Изменить размер шрифта - +
Он писал молоком между страниц переданных ему с воли книг, а когда в камеру заглядывал надзиратель, просто съедал свой письменный прибор. Съесть наполненный сигаретным пеплом бумажный фунтик было, конечно же, нельзя, но зато в случае неожиданного обхода он легко прятался в кулаке. Стряхивая пепел в бумажку, Глеб между делом позавидовал вождю: судя по всему, в крепости тому сиделось недурно. Книги, молоко и такое количество хлеба, что он мог себе позволить лепить из него чернильницы… Его бы в нашу зону, с усмешкой подумал Глеб и стыдливо спрятал изуродованный журнал, в котором недоставало уже доброй трети страниц, на нижнюю полку тумбочки.

Он дотянулся до висевшего в изголовье кровати старенького репродуктора и покрутил регулятор громкости в смутной надежде услышать какой-нибудь классический концерт или, на худой конец, свежий выпуск новостей. Репродуктор разразился хриплым треском, как будто прочищая горло, и запел, “Ты бросил меня, ты бросил меня”, – пронзительно запричитал динамик, и Глеб поспешно вывернул регулятор громкости влево до упора, обрывая коллективную девичью жалобу. В палате стало тихо, но Глеб, не удержавшись, опасливо покосился на окно, как будто ожидая, что в него вот-вот, с треском и звоном проломив двойную раму, влетит подарочек от российских ВВС – управляемая ракета класса “воздух-воздух”. Популярная песня, которую сейчас можно было услышать на каждом углу, для Глеба Сиверова теперь навсегда была связана с массированной бомбардировкой неразрушимыми стальными узами условного рефлекса. Немного утешало только то, что этому хиту наверняка осталось звучать максимум полгода. “В рубашке родился”, – помнится, сказал ему тогда один рыжий разгильдяй, а он, с трудом разлепив спекшиеся губы, проскрипел в ответ: “В бушлате. В деревянном, мать его…"

…Тараканов шмыгнул носом, растер грязной ладонью по грязному лицу очередную порцию пота и копоти и возобновил раскопки, осторожно снимая с груди Слепого бесформенные куски намертво скрепленных цементным раствором кирпичных обломков и со скрежещущим стуком отбрасывая их в сторону.

– Слушай, рыжий, – сказал ему Глеб. Говорить приходилось осторожно, потому что при каждом вдохе концы сломанных ребер терлись друг о друга, и это было чертовски больно. Вокруг ничего не было, кроме густого черного дыма, медленно оседавших облаков известковой пыли и нагромождений горелого, битого-перебитого, превращенного в щебень кирпича. Глеб пожалел, что так много грешил при жизни и редко посещал церковь: здесь, в аду, было препаршиво. К тому же то обстоятельство, что сломанные при жизни ребра продолжали болеть и после смерти, показалось ему ужасно несправедливым. – Слушай, рыжий, – – для разгона повторил он, – а ты как здесь очутился? Тоже небось в Бога не верил? Так тебе и надо, разгильдяю. Я же говорил: иди осторожно, а то шлепнут. Девчонка-то хоть жива?

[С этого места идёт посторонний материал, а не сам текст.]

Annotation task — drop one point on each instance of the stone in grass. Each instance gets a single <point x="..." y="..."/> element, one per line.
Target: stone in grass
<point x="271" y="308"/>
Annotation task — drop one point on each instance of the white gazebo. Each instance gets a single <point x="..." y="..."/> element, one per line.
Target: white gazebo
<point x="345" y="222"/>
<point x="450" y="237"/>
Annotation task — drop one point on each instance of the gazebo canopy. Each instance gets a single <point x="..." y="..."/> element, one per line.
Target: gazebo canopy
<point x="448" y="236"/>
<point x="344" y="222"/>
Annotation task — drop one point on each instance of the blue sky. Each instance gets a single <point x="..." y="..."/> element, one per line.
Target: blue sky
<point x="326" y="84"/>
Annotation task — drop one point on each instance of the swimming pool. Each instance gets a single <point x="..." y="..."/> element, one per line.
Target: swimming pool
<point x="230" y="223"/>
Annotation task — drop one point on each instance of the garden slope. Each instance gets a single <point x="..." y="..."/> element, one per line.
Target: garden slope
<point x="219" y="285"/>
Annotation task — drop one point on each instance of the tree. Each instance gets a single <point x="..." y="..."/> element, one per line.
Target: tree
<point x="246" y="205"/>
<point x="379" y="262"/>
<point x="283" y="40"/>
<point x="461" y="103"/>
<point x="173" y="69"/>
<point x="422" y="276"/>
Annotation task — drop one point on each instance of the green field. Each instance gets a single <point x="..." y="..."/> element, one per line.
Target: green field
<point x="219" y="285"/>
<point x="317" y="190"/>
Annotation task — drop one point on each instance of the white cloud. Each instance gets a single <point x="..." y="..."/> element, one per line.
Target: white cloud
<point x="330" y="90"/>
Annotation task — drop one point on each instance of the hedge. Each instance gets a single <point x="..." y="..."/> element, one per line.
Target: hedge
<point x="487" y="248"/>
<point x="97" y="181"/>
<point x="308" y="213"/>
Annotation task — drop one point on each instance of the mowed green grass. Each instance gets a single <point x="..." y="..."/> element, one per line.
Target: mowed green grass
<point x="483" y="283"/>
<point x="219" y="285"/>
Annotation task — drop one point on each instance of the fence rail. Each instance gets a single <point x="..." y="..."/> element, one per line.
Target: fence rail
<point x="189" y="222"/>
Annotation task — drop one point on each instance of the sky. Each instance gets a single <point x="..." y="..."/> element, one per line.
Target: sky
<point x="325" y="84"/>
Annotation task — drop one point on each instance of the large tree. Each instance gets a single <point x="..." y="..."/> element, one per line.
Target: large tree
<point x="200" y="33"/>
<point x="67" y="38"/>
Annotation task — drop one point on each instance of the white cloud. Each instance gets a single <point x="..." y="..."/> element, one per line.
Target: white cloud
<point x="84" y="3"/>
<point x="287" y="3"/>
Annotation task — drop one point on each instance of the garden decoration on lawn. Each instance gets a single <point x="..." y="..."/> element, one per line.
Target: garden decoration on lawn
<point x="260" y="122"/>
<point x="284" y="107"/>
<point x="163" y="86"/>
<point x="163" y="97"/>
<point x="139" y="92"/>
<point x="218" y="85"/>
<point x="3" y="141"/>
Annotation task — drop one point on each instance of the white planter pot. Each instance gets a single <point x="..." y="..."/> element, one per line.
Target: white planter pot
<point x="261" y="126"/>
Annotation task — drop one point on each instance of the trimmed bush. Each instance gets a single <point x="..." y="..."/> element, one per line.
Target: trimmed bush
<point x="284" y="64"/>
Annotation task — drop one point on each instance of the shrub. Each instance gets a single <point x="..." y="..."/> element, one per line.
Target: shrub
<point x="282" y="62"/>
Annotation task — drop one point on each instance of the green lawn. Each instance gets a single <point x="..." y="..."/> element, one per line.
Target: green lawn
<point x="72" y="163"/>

– Да тут она, куда ей деваться, – пробормотал Тараканов, с натугой откатывая в сторону здоровенный обломок стены. – Ты молчи, командир. Вредно тебе разговаривать.

– Мне теперь ничего не вредно, – заявил Глеб. – Не сберег ты, значит, девчонку… Жаль.

Тараканов перестал ворочать камни и уставился на Глеба с явным испугом. В такой позе он немного напоминал рыжего ободранного Сизифа, и Глеб как раз хотел спросить его, за что его так жестоко наказали, но тут Тараканов, пару раз по-рыбьи хватанув воздух ртом, заговорил сам.

– Ты чего, командир? – ошарашенно спросил он. – Тебе по башке досталось или ты просто еще не очухался?

Глеб поморгал глазами, пытаясь избавиться от запорошившей их пыли. Очков на носу почему-то не было. В голове у него мало-помалу прояснилось, и он почувствовал неловкость.

– Черт, – сказал он, – вот так штука… А я, представь себе, решил, что это мы с тобой на том свете беседуем.